Para entonces el aspirante presidencial afirmaba que solo quería un período, despreciando de forma ¿enérgica? la reelección, siempre bajo el argumento de que ésta dañaba la economía, corrompía a los actores involucrados en ella, al punto de que el que la promovía tenía que ser capaz de tragarse un tiburón podrido sin eructar, una imagen muy conocida en el país y que grafica la pérdida de escrúpulos en el ejercicio de la política.

Durante la campaña para su primera reelección el discurso cambió, y  pudo sostenerlo tras diseñar una estrategia de comunicación con brutal inversión económica que lo vendió como cercano al pueblo, sencillo y paternal. La idea era sembrar en el imaginario de toda la sociedad que él era una necesidad nacional, y por lo tanto debía levantarse una consiga de pretensiones mesiánicas que lo revestida del mayor consenso: “Danilo sin ti, se hunde este país”.

Una consigna que invitaba al miedo, porque si él abandonaba el poder, una catástrofe de dimensiones apocalípticas se apoderaría del país. La evidente manipulación, sumada el derroche de los recursos del Estado para lograr el propósito reeleccionista, trajo a la memoria aquello del tiburón podrido, solo que, el río de dinero usado a favor de su proyecto, ahogó los recuerdos que despertarían en el segundo intento continuista frustrado a golpes de masas y bajo el liderazgo de Leonel Fernández , cuando el pueblo tomó el Congreso para hacer valer su rechazo.

En este segundo intento, la magia embaucadora de sus asesores brasileños comenzó a ser desnudada y más del 70 por ciento de la población le plantó cara al proyecto; entonces comenzó a salir “el verdadero yo” expresado en la intolerancia abierta. La administración “democrática”, “cercana”, esencialmente mediática, mostró visos de autoritarismo: la guardia ocupó en Congreso (una acción que recuerda los autogolpes) y de ahí en adelante una cacería de corte estalinista inició en el partido de gobierno con la intención de sembrar el miedo entre los militantes opuestos al propósito del poder.

Derrotado (a pesar de las denunciadas ofertas, compra y venta de votos en el Congreso), quien vendió la imagen de Nuevo Benefactor de la Patria, se concentró en la ley de partidos para cerrarle el paso a Fernández que lucía imbatible. Una maraña de tretas “legales”, movimientos políticos y tubos de ensayos que pasaron por tomarle el pelo a Reinaldo Pared, Amarante Baret, Temístocles Montás, Radhamés Segura, Domínguez Brito y otros sin raíces partidarias, cuando sacó de debajo de su manga a un individuo que, a todas luces, carece de luces para la magnitud de la encomienda.

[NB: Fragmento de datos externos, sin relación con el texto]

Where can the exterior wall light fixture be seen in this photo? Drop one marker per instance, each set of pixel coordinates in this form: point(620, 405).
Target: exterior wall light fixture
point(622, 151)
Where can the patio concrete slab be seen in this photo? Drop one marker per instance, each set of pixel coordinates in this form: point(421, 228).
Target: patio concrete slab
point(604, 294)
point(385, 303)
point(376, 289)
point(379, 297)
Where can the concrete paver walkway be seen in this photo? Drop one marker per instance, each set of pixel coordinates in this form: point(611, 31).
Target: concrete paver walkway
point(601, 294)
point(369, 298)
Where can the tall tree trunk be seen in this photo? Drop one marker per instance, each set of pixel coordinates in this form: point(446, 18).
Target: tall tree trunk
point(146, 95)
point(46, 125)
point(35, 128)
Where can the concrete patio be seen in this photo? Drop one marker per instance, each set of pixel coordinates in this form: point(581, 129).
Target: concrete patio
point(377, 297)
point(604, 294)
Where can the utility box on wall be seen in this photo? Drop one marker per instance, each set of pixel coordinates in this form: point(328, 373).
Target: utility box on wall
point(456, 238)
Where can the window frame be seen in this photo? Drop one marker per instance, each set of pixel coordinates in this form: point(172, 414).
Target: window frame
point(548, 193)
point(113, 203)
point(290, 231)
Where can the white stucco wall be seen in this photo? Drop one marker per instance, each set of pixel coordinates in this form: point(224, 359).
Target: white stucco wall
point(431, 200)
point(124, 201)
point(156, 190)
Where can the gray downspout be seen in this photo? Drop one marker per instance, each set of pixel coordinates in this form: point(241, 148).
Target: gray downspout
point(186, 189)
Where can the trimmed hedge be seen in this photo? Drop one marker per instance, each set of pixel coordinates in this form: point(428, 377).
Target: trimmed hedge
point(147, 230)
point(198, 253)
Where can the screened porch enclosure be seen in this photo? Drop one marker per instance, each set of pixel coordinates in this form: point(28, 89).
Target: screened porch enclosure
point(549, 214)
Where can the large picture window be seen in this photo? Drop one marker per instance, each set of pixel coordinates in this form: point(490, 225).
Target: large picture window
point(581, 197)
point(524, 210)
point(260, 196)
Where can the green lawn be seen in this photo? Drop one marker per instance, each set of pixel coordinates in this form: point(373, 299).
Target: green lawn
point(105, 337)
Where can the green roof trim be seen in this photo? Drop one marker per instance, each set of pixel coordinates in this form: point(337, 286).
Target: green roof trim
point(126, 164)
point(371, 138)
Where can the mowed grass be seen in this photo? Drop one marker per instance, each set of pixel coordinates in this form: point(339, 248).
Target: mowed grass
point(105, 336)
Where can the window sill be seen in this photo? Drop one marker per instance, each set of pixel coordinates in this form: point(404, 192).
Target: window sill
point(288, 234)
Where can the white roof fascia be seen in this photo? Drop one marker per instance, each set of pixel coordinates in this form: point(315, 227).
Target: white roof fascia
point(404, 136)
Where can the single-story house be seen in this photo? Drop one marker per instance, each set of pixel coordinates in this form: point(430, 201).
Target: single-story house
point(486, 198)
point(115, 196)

La irresponsabilidad política de candidatear a una figura de poco peso requirió de un derroche inimaginable de recursos que apuntan a esquemas de corrupción de gigantescas proporciones que debió ser combinada, pues su insuficiencia les empujó a tramar un fraude de diversas manifestaciones, prevenibles tras las denuncias hechas antes de las primarias.

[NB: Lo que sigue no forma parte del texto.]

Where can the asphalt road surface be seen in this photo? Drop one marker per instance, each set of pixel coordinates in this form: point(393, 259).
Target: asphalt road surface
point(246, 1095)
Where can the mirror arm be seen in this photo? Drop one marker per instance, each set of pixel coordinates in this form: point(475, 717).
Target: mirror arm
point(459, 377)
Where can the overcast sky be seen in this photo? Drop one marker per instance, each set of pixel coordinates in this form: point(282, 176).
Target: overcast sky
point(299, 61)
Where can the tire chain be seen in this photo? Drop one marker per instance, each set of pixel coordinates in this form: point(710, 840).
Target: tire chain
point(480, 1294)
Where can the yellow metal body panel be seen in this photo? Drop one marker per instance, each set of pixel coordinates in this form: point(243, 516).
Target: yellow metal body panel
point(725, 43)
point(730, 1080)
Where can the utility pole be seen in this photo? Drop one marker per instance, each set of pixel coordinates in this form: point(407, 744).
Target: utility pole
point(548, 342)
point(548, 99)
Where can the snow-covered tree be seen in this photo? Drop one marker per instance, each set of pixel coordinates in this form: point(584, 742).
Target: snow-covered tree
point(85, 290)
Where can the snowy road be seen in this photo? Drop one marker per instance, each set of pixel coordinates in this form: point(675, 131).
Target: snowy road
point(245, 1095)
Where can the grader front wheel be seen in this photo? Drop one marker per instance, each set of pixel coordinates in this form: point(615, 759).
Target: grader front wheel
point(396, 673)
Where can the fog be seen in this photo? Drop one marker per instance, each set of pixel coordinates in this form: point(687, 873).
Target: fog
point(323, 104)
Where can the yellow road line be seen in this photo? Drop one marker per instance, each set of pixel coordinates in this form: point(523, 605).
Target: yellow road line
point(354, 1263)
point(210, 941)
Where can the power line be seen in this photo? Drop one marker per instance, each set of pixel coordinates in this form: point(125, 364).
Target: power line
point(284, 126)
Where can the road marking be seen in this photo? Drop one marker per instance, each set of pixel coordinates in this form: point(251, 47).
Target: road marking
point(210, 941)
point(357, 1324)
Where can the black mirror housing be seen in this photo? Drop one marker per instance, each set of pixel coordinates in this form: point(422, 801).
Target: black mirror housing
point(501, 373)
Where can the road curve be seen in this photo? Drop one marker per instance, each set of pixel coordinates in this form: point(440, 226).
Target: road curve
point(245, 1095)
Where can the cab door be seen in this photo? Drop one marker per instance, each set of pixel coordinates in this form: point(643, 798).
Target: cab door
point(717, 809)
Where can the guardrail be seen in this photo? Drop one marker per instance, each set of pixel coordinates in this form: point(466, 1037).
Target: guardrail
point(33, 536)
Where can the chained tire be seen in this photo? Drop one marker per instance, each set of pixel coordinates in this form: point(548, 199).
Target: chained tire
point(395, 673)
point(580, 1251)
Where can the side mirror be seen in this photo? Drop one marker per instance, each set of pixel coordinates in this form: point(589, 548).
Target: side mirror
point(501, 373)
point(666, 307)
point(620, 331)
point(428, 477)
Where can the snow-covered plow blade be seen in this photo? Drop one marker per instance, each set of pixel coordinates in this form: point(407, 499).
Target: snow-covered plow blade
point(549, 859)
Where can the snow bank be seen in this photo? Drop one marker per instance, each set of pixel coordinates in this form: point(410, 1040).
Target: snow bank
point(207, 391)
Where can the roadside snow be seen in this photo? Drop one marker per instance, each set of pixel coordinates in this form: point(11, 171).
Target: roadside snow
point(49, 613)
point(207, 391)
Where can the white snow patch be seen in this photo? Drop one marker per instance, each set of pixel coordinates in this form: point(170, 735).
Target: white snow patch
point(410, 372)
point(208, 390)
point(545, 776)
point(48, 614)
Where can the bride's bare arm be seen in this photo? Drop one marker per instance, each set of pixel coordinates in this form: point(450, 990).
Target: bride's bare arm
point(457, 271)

El fraude ejecutado selló la división del partido de gobierno que marcó el nacimiento de la Fuerza del Pueblo, y con ello la reconfiguración del escenario político partidario que condujo a un diseño fraudulento diferente para robarse las elecciones municipales, congresuales y, sobre todo, las presidenciales, acción que comenzó a consumarse el  pasado 16 de febrero.